Sunday, February 24, 2008

Planing and Trueing With Hand Tools




Today's task was to take some of the split maple that has been "curing" in my basement and turn it from firewood to fine spalted maple.


This is literally some pieces of firewood that I purposefully left outside for a while and then brought in for final air drying, hopefully to end up with some fine spalted patterns. The challenge is to take this highly irregular piece of vegetable matter which was formed with little consideration to my needs and impose retangularity upon it. Oh, and I have no planer or jointer.


Task one was to strip off the bark with a drawknife. This was quickly and easily done. The bark fell off in a few large sheets.


Next I decided to rip the edges to some semblance of regularity. Fortunately, I have a fine Bosch Jigsaw, model 1591 EVS. This one has a barrel grip, not the handle grip. I was successful in ripping one side reasonably straight, and then hit it with my foreplane to bring it into some sort of precision trueness, which I could use as a reference edge.

Next step was to roughly true one face with my ECE scrub plane. This was quickly done, and now having a face that was within Grand Canyon precision of being flat, I was able to scribe a line from the reference edge to the opposite edge and joint it roughly down to the line.

Now, having a piece that would lay flat on the bench and could be gripped firmly, I was in a position to plane off the last face, which was extremely rough and at an odd angle to the reference face. You can see from the picture that I am using a couple of Lee Valley bench pups. These are great and you need to get a pair. I also have the board wedged against a planing stop which consists of a piece of scrap plywood screwed to a scrap of oak board which can be gripped in the bench vise. My choice at this point was my trusty Stanley #5C. This plane is very rough. It's had a hard life. It is, however, perfectly suitable for coarse flattening. My blade is strongly cambered for deep cuts and the throat is very wide for passing thick chips.

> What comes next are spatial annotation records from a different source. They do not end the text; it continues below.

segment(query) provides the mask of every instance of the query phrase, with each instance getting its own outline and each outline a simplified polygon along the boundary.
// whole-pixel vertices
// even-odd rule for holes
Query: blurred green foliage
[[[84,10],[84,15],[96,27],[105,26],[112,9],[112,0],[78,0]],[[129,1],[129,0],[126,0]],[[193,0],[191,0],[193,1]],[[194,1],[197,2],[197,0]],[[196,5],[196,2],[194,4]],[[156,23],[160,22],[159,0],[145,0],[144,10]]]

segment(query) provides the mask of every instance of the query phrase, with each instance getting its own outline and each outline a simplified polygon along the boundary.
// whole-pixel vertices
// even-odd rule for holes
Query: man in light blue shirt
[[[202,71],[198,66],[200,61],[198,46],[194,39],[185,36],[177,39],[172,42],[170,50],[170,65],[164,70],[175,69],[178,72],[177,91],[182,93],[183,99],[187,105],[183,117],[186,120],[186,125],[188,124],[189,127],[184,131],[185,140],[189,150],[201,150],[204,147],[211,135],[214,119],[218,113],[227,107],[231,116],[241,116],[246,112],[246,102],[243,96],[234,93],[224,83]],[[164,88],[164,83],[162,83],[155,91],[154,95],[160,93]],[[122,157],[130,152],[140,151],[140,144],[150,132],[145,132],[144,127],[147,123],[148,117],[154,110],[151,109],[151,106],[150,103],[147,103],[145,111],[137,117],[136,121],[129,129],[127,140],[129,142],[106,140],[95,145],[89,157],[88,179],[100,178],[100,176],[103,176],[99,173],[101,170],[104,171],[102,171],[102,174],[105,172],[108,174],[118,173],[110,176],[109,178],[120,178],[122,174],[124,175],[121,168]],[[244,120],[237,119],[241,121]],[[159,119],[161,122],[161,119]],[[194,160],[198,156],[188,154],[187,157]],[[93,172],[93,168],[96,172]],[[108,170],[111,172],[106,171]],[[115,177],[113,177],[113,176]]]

This plane worked well and I followed it with my all woodie Jack plane, an antique that I picked up on E-Bay, but that makes a finer cut. By now, I'm ready to flip the other face up and smooth it some more. A few minutes of this and the piece is now 1" thick and relatively square. I'll true it up further when I'm ready to use it in a project.

Meanwhile, I have a basement full of this "firewood" that I've got to true up.